Weeks before the Wall comes down in 1989, a diehard East Berlin socialist (Katrin Sass) has a heart attack, lapsing into a coma and missing the action. When she awakens eight months later, East Germany is no more, and her 20-year-old son (Daniel Brühl) takes it upon himself to keep his fragile mother from dying of shock upon seeing these sudden changes to their country. Thus he concocts an elaborate hoax to make the poor woman believe that Communist East Germany is alive and well.
The idea behind this movie seems trite, like one long drawn-out Three's Company joke, and indeed it's been marketed in the US as such. But in truth, Good Bye Lenin! is a bittersweet fable about a family – and a nation – coping with massive, rapid change. For us Yankees who saw the fall of the Iron Curtain as an inarguably good thing, it's a reminder that it was, in fact, the end of the world as millions of people knew it, and for many it was not an easy or welcome new chapter in their lives. Little wonder, then, that as Good Bye Lenin! progresses, and the son's charade becomes more and more complicated, it's apparent that it's not so much for his mother's benefit that he keeps the East German ideal alive, but for his own.

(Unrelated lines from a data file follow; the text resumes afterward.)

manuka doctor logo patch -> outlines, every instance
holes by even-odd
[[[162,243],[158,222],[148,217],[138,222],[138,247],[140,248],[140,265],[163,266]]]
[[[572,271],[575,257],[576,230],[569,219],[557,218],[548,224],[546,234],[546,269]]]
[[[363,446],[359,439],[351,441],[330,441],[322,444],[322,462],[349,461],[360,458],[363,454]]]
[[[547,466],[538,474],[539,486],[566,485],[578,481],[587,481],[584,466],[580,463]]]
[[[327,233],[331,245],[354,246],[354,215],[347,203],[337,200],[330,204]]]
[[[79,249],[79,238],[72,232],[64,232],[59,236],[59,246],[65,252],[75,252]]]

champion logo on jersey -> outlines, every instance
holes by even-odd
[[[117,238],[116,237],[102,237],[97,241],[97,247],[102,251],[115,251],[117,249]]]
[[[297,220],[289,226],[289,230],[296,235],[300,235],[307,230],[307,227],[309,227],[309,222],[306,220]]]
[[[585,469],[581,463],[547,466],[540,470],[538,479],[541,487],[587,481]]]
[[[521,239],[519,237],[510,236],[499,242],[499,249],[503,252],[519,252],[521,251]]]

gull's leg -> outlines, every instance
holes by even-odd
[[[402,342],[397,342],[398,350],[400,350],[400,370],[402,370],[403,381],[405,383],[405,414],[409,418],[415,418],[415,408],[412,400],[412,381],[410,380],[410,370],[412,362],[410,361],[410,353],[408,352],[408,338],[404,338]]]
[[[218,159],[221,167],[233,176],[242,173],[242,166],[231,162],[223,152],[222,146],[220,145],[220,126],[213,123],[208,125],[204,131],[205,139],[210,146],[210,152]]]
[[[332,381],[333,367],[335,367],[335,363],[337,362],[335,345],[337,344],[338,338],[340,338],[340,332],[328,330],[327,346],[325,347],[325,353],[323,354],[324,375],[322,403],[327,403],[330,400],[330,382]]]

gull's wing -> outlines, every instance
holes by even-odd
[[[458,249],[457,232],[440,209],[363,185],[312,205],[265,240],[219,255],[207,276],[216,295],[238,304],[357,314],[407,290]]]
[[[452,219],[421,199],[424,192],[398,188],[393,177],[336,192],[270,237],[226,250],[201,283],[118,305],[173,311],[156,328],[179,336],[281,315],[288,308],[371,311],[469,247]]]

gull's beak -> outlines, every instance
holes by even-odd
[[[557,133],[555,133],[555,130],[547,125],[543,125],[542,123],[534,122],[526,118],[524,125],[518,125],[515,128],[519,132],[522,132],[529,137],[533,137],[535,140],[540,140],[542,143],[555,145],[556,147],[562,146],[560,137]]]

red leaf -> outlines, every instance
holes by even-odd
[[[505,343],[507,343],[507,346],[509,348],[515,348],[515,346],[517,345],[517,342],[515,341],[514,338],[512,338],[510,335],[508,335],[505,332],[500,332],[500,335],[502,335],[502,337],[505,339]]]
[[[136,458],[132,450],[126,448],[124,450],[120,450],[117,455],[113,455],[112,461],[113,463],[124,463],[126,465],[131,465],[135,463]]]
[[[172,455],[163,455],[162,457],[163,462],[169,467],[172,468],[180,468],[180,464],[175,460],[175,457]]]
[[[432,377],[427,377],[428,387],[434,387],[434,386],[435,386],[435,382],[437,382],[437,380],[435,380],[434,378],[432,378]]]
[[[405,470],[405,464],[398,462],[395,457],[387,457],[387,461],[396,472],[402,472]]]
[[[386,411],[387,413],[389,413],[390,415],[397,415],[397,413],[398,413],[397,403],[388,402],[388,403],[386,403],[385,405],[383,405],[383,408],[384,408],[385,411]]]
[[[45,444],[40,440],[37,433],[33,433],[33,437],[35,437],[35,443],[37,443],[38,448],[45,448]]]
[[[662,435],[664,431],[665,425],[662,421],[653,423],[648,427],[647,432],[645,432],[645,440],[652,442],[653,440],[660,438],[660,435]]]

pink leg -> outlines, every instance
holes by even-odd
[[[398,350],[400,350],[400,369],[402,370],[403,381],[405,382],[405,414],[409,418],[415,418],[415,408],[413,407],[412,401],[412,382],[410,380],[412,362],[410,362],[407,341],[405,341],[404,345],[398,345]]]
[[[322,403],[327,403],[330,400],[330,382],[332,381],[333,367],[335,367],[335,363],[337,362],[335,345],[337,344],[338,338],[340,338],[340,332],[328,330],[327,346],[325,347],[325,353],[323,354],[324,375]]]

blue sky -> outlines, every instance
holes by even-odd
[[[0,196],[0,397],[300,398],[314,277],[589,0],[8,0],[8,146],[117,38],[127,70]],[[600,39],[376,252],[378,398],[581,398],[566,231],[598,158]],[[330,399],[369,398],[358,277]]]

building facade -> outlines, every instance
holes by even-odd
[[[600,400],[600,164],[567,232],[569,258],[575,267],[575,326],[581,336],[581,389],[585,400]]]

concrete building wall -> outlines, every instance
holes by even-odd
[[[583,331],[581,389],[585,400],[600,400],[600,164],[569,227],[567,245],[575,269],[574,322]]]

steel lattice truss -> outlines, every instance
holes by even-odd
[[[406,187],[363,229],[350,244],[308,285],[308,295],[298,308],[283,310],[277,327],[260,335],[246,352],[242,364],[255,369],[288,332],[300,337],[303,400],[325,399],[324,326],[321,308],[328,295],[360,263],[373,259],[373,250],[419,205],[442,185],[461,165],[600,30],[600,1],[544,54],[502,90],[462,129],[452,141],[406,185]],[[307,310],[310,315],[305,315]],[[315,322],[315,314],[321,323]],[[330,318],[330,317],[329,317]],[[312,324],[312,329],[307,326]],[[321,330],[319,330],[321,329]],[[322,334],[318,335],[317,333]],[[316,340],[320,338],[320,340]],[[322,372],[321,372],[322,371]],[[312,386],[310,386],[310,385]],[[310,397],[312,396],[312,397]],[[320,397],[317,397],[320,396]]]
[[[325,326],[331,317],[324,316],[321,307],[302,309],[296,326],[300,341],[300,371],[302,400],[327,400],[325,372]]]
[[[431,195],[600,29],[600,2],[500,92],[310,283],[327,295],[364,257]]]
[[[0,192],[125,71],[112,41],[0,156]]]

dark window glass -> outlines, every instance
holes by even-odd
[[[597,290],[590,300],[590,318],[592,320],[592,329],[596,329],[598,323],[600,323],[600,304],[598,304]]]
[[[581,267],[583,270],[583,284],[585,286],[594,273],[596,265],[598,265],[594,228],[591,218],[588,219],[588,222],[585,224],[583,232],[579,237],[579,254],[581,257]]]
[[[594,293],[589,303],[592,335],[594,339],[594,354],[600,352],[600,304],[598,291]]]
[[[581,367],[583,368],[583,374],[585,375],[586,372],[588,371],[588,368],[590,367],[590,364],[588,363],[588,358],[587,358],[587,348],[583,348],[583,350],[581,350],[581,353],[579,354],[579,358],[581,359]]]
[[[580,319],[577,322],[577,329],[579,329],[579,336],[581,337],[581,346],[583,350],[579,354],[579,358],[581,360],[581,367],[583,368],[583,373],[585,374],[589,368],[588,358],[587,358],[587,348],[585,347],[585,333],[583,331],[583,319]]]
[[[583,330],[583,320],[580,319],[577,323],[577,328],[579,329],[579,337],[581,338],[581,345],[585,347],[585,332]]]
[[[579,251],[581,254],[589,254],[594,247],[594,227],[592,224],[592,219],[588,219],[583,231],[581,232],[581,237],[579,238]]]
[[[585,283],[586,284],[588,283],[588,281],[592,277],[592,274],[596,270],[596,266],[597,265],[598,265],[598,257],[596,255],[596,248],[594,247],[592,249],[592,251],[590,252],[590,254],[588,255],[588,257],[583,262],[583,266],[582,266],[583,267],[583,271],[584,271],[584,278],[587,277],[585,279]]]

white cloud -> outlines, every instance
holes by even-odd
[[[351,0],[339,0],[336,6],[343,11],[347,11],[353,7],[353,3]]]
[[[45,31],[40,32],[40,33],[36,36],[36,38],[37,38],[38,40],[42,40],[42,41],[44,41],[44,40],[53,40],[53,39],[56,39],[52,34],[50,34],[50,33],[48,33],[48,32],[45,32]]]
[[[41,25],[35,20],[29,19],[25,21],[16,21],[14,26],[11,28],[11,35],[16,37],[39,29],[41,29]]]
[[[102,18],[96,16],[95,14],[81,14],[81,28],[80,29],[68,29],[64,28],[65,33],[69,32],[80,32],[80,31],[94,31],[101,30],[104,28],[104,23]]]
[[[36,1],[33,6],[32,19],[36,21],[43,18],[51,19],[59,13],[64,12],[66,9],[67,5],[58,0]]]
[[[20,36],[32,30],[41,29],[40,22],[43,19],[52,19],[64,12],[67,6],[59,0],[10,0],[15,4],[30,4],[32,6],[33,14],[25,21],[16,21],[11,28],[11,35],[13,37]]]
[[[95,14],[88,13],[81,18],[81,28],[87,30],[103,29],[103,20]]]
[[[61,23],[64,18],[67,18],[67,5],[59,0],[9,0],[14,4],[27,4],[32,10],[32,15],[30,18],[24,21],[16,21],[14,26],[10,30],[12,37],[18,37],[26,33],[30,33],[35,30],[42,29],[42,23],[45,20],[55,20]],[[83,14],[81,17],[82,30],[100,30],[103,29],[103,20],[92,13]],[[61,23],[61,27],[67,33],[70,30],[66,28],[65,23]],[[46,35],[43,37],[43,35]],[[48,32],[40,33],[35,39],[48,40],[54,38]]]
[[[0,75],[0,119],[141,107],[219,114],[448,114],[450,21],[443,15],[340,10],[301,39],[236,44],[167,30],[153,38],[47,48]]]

This film was a big hit in Europe, where people still remember their history, and it deserves to be seen by Americans as an accurate, if comic, look at one of the biggest events of the last fifty years, and the repercussions – good and ill – it had on a country still plagued by its own past.
Enough. My review is too serious. Good Bye Lenin! is actually a lively, colorful crowd-pleaser, full of rich characters, attractive actors, and unexpected plot twists. Go see it.